GET /auth/me open Returns {user, mode, devLogin, googleLogin} so the web app can render the right login form without guessing.
POST /auth/dev-login {email} open, fake providers only Logs in an existing user, or claims the instance if unclaimed.

Web behavior: any tRPC call that comes back 401 redirects the browser to /login, which shows a Google button when googleLogin is configured and a dev-login form when PROVIDERS=fake. The sidebar footer shows the signed-in email with a sign-out control.

Non-browser clients (desktop app, mobile app, Chrome extension, and any other paired device) authenticate with a long-lived bearer token instead of a cookie: the x-subspace-device-token header on HTTP, or ?token= on WebSocket connects. Tokens are minted with an sdt_ prefix; the server stores only their sha256 in ops.devices, and setting ops.devices.revoked is the kill switch, the next request with that token 401s immediately. See device pairing for how a client gets one.
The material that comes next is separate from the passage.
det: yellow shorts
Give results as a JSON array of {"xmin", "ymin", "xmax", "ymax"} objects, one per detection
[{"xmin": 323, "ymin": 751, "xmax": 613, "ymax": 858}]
Each client stores its token differently: desktop reads SUBSPACE_DEVICE_TOKEN from the environment and stamps it on every renderer and main-process request; the extension keeps it in chrome.storage.local.deviceToken; mobile keeps it in subspace.deviceToken (AsyncStorage).

SUBSPACE_AUTH=off disables identity entirely and restores the pre-multi-user behavior: every request resolves to the unclaimed principal regardless of what’s in ops.users. The server refuses to boot with this flag set unless SUBSPACE_HOST is a loopback address (localhost, 127.0.0.1, ::1), so you can’t accidentally expose an unauthenticated instance on a tailnet or the open internet.
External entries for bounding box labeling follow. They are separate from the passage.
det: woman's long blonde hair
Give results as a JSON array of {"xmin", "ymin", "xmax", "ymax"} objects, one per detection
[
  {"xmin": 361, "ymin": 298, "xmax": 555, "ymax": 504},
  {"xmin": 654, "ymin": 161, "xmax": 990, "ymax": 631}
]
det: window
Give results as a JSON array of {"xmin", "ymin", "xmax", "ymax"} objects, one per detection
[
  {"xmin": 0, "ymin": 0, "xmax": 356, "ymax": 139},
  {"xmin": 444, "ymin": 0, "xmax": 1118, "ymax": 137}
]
Roles are a single column (ops.users.role, admin | member), not a permission list. Admin adds three things on top of the ordinary member experience: creating invites, seeing every user’s devices/task cards/run panels in the relevant list views, and os.exec/code.* dispatch and /pty access. It does not grant blanket page read access (that’s still governed by page ACLs) and it does not grant access to another user’s mail, calendar, or IM accounts (see per-user comms), comms ownership is the one place admin omniscience stops.